# Estereo Sony Xplod cdx-s2210, que se quemo???



## aukha (May 14, 2012)

hola amigos nuevamente, les comento lo que me paso! conecte mi stereo al auto y x un descuido le conecte la polaridad inversa, ( osea positivo en negativo y viceversa).
Ahora bien, cambie fusible, lo desarme cambie un capasitor que estaba abierto pero sigue sin funcionar, que mas debo cambiar??? directamente el stereo no prende, no hace nada, y deseo arreglarlo pronto!!!! quiero saber que mas debo cambiar para q funcione, desde ya muchas gracias!! saludos!

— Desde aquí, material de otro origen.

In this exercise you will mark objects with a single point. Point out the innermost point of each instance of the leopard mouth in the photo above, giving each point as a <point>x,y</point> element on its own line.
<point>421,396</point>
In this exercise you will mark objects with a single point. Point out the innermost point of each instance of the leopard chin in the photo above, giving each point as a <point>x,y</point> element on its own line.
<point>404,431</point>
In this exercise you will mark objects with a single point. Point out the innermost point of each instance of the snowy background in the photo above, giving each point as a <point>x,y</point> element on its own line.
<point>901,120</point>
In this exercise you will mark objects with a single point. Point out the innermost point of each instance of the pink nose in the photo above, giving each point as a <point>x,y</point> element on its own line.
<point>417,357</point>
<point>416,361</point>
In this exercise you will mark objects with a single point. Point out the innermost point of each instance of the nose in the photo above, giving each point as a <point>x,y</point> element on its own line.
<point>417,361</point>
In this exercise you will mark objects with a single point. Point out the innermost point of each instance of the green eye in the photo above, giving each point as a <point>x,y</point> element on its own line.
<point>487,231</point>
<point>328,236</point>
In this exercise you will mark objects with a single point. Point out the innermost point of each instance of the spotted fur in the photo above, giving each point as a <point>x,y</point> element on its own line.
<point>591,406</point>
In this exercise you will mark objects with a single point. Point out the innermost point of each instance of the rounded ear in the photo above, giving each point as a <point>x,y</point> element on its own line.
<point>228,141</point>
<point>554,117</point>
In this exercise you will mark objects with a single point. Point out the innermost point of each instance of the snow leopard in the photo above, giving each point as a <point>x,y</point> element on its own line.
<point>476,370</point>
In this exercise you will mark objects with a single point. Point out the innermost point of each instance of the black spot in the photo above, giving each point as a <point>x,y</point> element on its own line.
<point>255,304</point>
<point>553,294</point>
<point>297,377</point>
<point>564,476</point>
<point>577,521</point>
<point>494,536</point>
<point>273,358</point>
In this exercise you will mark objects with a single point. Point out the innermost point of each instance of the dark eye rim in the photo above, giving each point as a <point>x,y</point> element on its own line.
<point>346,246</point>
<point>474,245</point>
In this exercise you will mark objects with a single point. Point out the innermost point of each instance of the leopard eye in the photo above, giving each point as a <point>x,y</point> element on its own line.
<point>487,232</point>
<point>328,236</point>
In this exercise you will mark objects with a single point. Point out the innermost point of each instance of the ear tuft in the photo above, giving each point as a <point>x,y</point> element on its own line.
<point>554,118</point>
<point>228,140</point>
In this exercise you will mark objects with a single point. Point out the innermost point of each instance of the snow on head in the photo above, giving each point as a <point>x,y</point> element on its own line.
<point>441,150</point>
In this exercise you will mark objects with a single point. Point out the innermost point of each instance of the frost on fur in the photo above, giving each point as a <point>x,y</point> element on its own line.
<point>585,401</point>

hola de nuevo estuve averiguando y podra ser el diodo de proteccion q se haya quemado????
alguien tendra el manual para ubicarlo en la placa y cambiarlo?????????
gracias!!


----------



## djpusse (May 18, 2012)

hola amigo, si lo conectaste al reves se puso en corto el diodo que tiene en la entrada de corriente, por ende quemo el fusible y si cambias el fusible lo vuelve a quemar,

te aconsejo que le levantes una pata a este diodo, cambies el fusible y vuelvas a conectarlo pero esta vez procura conectarlo bien, ahi deberia encender al menos.

antes que nada revisa que no tenga ninguna pista cortada y si llega corriente al cap que cambiaste

varios de los estereos que vienen ahora traen una proteccion que si le pones mas del voltaje requerido o inviertes la polaridad se protejen y no hacen nada hasta que arregles el desperfecto, pero por lo visto desgraciadamente este no trae dicha proteccion, es muy probable que si enciende no tire audio


----------



## ulises 59 (May 30, 2012)

hola amigo te digo sobre esta falla tu sabes que siempre en un auto radio el voltaje va directo al integrado de audio y si lo polarizaste invertido ya se te quemo pero también tienen un integrado multiregulador hay que revisarlo.


----------